One year after the death of Supreme Court Justice Ruth Bader Ginsburg, schools and hospitals have been christened for her, scholarly awards created in her name and artworks designed with her visage.
Ginsburg’s pioneering women’s rights legacy endures, along with the signature lace-collar motif on T-shirts and trinkets.
But there’s another vestige of Ginsburg’s legacy that has captured national attention over the past year, the one left by her September 18, 2020, death that allowed President Donald Trump to name a third conservative justice – the one that now threatens Roe v. Wade and that lingers as 83-year-old Justice Stephen Breyer deflects questions regarding when he will retire.
REMEMBERING RUTH BADER GINSBURG
Liberals today are reconciling the mixed legacies of Ginsburg, who died at age 87 after rejecting earlier calls from her own admirers to step down.
As the court flexes the muscle of its new conservative supermajority, many liberals bemoan Ginsburg’s refusal to retire while Democratic President Barack Obama was in office and could have named her successor. Some law professor critics, writing in The New York Times, Washington Post and elsewhere, have made that refusal the starting point for their disapproval of Breyer’s delayed retirement.
Other liberals, however, offer a nuanced assessment of Ginsburg’s past and America’s present.
“There’s no way she would have wanted the court to be in the place that it is today. But we can’t go back and change that fact,” says Fatima Goss Graves, president of the National Women’s Law Center. “I don’t think it undermines the dramatic work she did, for decades and decades, to protect women. … Do I wish that she was replaced by someone else? Absolutely. But I don’t think she’s the only one to blame here for that.”
Ginsburg’s memory, one year after her death from complications of cancer, holds multiple dimensions – as did her life. She first achieved national prominence as an in-the-trenches women’s rights advocate. She argued six cases before the Supreme Court, winning five of them and helping to guarantee greater equality under the law based on sex.
The Brooklyn-born Ginsburg became a justice in 1993 and, after a reputation as a moderate jurist on a lower US appellate court, began amassing a distinctively liberal record. By the time she died, Ginsburg was known largely for her dissents, as well as the opera-loving, weight-lifting persona she cultivated.

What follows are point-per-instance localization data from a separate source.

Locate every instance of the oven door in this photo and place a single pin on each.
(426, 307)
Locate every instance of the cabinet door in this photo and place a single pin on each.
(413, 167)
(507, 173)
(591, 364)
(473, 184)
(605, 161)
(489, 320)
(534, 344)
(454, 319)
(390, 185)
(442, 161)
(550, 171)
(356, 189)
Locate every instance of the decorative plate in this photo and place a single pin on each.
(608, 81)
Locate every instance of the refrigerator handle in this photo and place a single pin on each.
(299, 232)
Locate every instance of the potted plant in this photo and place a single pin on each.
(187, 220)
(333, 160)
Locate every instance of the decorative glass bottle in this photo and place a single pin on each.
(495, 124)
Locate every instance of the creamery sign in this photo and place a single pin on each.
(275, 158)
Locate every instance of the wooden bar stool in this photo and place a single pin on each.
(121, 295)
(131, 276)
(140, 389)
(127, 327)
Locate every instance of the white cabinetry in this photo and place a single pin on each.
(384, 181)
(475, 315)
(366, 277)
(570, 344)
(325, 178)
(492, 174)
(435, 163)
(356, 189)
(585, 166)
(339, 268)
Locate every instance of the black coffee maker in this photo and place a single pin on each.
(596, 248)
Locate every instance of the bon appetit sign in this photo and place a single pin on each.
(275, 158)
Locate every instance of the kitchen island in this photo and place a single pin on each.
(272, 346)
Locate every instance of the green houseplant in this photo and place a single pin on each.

In 2013, a law student had dubbed her the “Notorious RBG” after Ginsburg penned a caustic dissenting opinion in the case of Shelby County v. Holder, as the majority rolled back protections of the 1965 Voting Rights Act. The meme went viral, and the reserved jurist became something of a rock star, especially to young women.
A year before her death, as she was fulfilling a speaking commitment in Buffalo even after discovering a recurrence of pancreatic cancer, she told the audience: “It was beyond my wildest imagination that I would one day become the ‘Notorious RBG.’”
Earlier, when liberals were urging her to retire, particularly when President Obama had the benefit of a Democratic-majority Senate, Ginsburg asked rhetorically in one 2014 interview, “So tell me who the President could have nominated this spring that you would rather see on the court than me?”
But two years later the fundamentals of Supreme Court nominations changed and for Ginsburg the stakes shot up. When Justice Antonin Scalia died in February 2016 and Obama nominated then-Appeals Court Judge Merrick Garland, then-Senate Majority Leader Mitch McConnell blocked all action on the nomination.